On appeal the evidence must be viewed in the light most favorable to support the verdict, and [Mincey] no longer enjoys a presumption of innocence; moreover, an appellate court determines evidence sufficiency and does not weigh the evidence or determine witness credibility. The standard for reviewing a denial of a motion for a directed verdict of acquittal is whether under the rule of Jackson v. Virginia, 443 U. S. 307 (99 SC 2781, 61 LE2d 560) (1979), the evidence was sufficient for a rational trier of fact to find beyond a reasonable doubt that the defendant was guilty of the charged offense. Moreover, the test established in Jackson is the proper test for us to use when the sufficiency of the evidence is challenged, whether the challenge arises from the overruling of a motion for directed verdict or the overruling of a motion for new trial based upon alleged insufficiency of the evidence.
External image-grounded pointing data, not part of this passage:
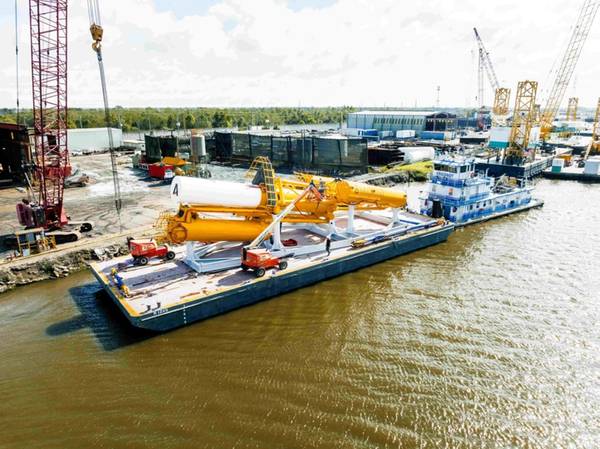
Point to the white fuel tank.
(206, 192)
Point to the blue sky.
(310, 53)
(183, 8)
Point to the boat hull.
(245, 295)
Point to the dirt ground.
(143, 198)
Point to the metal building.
(15, 153)
(92, 139)
(393, 121)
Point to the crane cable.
(97, 32)
(17, 59)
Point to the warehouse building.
(15, 153)
(421, 122)
(315, 152)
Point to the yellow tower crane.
(523, 119)
(594, 146)
(572, 109)
(568, 64)
(501, 103)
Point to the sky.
(376, 53)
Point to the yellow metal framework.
(261, 165)
(594, 146)
(501, 106)
(572, 108)
(537, 114)
(213, 223)
(523, 118)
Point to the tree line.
(143, 119)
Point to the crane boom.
(487, 62)
(568, 64)
(594, 146)
(97, 33)
(48, 27)
(523, 119)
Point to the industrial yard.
(294, 224)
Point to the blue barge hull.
(248, 293)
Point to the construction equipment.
(48, 29)
(568, 64)
(501, 94)
(523, 118)
(572, 109)
(144, 250)
(258, 259)
(97, 33)
(594, 146)
(213, 211)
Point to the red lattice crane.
(50, 167)
(48, 24)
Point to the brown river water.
(491, 340)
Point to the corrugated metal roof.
(394, 113)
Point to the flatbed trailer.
(165, 295)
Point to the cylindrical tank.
(205, 192)
(214, 230)
(198, 147)
(357, 192)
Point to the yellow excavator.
(212, 211)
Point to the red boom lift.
(48, 27)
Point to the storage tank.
(417, 154)
(203, 192)
(198, 147)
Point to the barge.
(165, 295)
(301, 231)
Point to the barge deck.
(168, 294)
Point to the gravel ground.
(143, 198)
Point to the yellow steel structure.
(501, 106)
(501, 101)
(537, 114)
(594, 146)
(572, 108)
(214, 223)
(567, 67)
(523, 118)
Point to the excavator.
(213, 211)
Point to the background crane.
(501, 94)
(568, 64)
(594, 146)
(523, 120)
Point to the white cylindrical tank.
(417, 154)
(206, 192)
(199, 145)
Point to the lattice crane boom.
(594, 146)
(523, 119)
(487, 62)
(572, 108)
(568, 64)
(48, 27)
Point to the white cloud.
(263, 53)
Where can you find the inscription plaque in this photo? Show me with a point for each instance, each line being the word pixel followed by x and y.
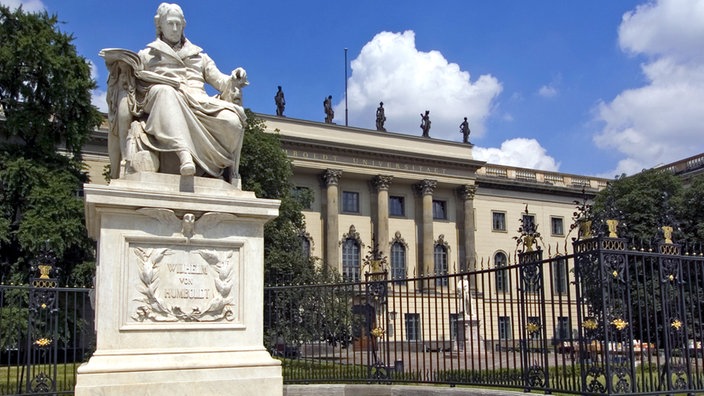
pixel 183 283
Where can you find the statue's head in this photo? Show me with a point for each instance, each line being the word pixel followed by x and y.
pixel 170 23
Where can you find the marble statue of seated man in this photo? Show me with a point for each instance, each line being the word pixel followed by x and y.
pixel 161 117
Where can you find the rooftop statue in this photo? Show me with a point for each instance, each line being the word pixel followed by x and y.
pixel 329 112
pixel 280 102
pixel 380 117
pixel 161 118
pixel 464 130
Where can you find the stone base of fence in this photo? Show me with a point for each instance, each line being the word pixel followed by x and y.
pixel 388 390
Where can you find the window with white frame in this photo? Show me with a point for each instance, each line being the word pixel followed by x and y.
pixel 412 327
pixel 505 330
pixel 501 275
pixel 350 260
pixel 441 267
pixel 559 272
pixel 557 226
pixel 439 210
pixel 498 221
pixel 396 206
pixel 350 202
pixel 398 262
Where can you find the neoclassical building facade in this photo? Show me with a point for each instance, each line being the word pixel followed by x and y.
pixel 431 208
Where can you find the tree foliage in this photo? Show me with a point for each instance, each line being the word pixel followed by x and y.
pixel 266 170
pixel 46 101
pixel 642 203
pixel 45 86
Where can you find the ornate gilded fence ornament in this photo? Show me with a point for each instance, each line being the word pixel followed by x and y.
pixel 42 353
pixel 612 224
pixel 376 291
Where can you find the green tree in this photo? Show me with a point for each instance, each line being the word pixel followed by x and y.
pixel 690 211
pixel 642 203
pixel 46 101
pixel 266 170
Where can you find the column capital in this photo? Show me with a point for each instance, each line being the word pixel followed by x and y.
pixel 331 177
pixel 426 186
pixel 467 191
pixel 381 182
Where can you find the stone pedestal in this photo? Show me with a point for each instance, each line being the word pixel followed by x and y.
pixel 179 289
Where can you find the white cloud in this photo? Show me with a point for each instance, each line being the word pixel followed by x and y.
pixel 547 91
pixel 520 152
pixel 27 5
pixel 663 120
pixel 389 68
pixel 98 97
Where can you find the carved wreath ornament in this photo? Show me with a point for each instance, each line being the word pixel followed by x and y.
pixel 157 310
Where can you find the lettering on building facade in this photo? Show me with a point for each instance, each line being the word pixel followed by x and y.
pixel 372 163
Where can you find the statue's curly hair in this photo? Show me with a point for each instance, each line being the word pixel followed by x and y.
pixel 164 10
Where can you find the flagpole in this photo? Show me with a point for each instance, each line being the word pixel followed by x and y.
pixel 346 87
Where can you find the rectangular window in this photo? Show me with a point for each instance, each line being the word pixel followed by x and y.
pixel 454 319
pixel 398 262
pixel 441 268
pixel 529 223
pixel 304 196
pixel 535 328
pixel 498 221
pixel 559 272
pixel 562 332
pixel 350 202
pixel 505 330
pixel 439 210
pixel 396 206
pixel 557 226
pixel 412 327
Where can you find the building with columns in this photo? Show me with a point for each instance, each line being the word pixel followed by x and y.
pixel 429 205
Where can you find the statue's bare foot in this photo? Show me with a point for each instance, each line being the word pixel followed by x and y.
pixel 188 168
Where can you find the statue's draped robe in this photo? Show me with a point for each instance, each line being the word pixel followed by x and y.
pixel 181 114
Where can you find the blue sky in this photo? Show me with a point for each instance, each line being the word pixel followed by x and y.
pixel 595 87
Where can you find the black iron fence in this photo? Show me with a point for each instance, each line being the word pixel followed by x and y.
pixel 604 319
pixel 46 332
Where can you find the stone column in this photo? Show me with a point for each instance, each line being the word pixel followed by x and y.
pixel 466 193
pixel 426 189
pixel 381 230
pixel 330 179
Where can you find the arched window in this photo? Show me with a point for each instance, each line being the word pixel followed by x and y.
pixel 398 258
pixel 306 243
pixel 305 246
pixel 350 260
pixel 502 280
pixel 559 271
pixel 441 264
pixel 398 261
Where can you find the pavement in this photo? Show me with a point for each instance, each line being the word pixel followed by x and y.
pixel 390 390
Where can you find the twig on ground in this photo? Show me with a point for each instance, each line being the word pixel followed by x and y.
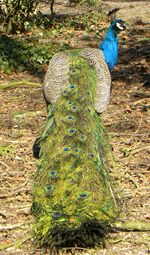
pixel 19 83
pixel 14 193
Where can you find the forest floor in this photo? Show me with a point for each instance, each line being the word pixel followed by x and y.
pixel 127 120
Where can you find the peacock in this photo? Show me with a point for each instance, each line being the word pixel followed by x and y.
pixel 73 201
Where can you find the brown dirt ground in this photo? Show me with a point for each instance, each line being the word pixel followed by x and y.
pixel 126 119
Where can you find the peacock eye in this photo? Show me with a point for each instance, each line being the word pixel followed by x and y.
pixel 74 108
pixel 72 131
pixel 53 174
pixel 83 195
pixel 48 188
pixel 82 138
pixel 72 86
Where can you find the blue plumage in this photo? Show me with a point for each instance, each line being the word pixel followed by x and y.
pixel 109 45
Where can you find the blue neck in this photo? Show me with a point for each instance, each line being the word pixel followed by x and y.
pixel 109 47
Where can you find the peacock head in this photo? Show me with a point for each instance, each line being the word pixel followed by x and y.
pixel 118 25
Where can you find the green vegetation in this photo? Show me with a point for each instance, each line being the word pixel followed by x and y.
pixel 31 51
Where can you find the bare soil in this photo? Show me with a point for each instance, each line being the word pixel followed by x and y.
pixel 127 120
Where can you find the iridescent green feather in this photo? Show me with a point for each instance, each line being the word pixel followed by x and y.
pixel 72 197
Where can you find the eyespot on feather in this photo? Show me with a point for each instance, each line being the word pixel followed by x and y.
pixel 71 131
pixel 53 174
pixel 49 188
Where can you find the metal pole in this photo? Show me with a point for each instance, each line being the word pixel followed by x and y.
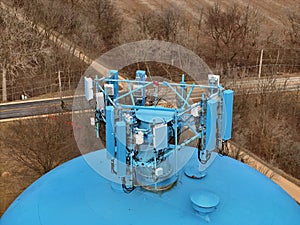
pixel 59 83
pixel 4 88
pixel 260 63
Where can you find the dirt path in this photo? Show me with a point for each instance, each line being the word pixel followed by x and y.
pixel 277 176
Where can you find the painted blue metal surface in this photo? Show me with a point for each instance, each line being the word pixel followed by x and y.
pixel 88 88
pixel 121 147
pixel 75 194
pixel 211 124
pixel 114 74
pixel 157 113
pixel 227 114
pixel 110 130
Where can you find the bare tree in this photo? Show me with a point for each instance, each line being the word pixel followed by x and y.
pixel 107 21
pixel 234 31
pixel 161 25
pixel 21 49
pixel 40 144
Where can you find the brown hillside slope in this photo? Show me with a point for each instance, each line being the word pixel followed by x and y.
pixel 274 12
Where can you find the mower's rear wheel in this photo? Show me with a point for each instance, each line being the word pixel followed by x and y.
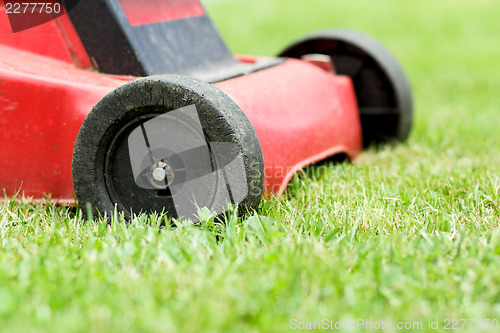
pixel 382 88
pixel 167 144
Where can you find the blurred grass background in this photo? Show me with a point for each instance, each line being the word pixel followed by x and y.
pixel 405 233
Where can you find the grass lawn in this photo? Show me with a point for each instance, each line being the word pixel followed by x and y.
pixel 405 233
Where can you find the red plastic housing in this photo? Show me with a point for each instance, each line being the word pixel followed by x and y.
pixel 301 113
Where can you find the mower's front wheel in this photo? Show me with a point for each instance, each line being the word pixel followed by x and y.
pixel 167 144
pixel 382 88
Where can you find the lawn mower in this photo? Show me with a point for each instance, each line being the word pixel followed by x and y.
pixel 138 106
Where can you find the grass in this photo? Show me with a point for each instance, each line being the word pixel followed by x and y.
pixel 405 233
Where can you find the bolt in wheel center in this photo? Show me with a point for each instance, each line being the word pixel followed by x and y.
pixel 160 174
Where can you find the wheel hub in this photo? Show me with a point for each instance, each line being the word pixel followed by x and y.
pixel 161 174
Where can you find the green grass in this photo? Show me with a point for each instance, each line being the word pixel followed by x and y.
pixel 405 233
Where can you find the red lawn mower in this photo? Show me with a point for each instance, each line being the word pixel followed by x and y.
pixel 139 106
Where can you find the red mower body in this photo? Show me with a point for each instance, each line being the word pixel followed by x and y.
pixel 301 113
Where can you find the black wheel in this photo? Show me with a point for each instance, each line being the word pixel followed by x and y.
pixel 167 144
pixel 382 88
Viewed in this light, the evidence shows that Mincey, James Kimble, and an unidentified compatriot drove to the All Cash Coin & Pawn Shop on the morning of June 5, 1996, in a gold Chevrolet Caprice. This car had been stolen from South Carolina, and the locking column on its steering wheel had been broken so that it could be driven away. Exiting the car, the three men then entered the pawn shop, drew guns, and forced the two clerks on duty, Michelle Jones and Christopher Elkins, into a back storage room where they were bound and gagged. The men threatened to kill Jones and Elkins if they failed to cooperate, and Elkins testified that he remembered Mincey pointing a gun at him. While both clerks were lying on the floor, face down, one of the robbers inserted his finger into Jones' vagina. Jones immediately started crying and testified that she felt as if she had been violated.
Jones and Elkins identified Mincey as one of the robbers, both before and during trial. In addition, Elkins positively identified the car used in the commission of the robbery, and Kimble's fingerprints were found on the vehicle.
Based on this evidence, we find that the trial court properly denied Mincey's motions for a directed verdict with regard to the charges of kidnapping with bodily injury and theft by receiving property stolen in another state. Although Mincey argues, without citing any supporting precedent, that there was no showing of bodily injury to Jones and that there was no evidence showing that Mincey knew or should have known the car used in the robbery was stolen, such arguments are not supported by the record in this case. We further find that the evidence amply supported all of Mincey's convictions under the standard of Jackson v. Virginia, supra.
Spencer Lawton, Jr., District Attorney, Ronald M. Adams, Assistant District Attorney, for appellee.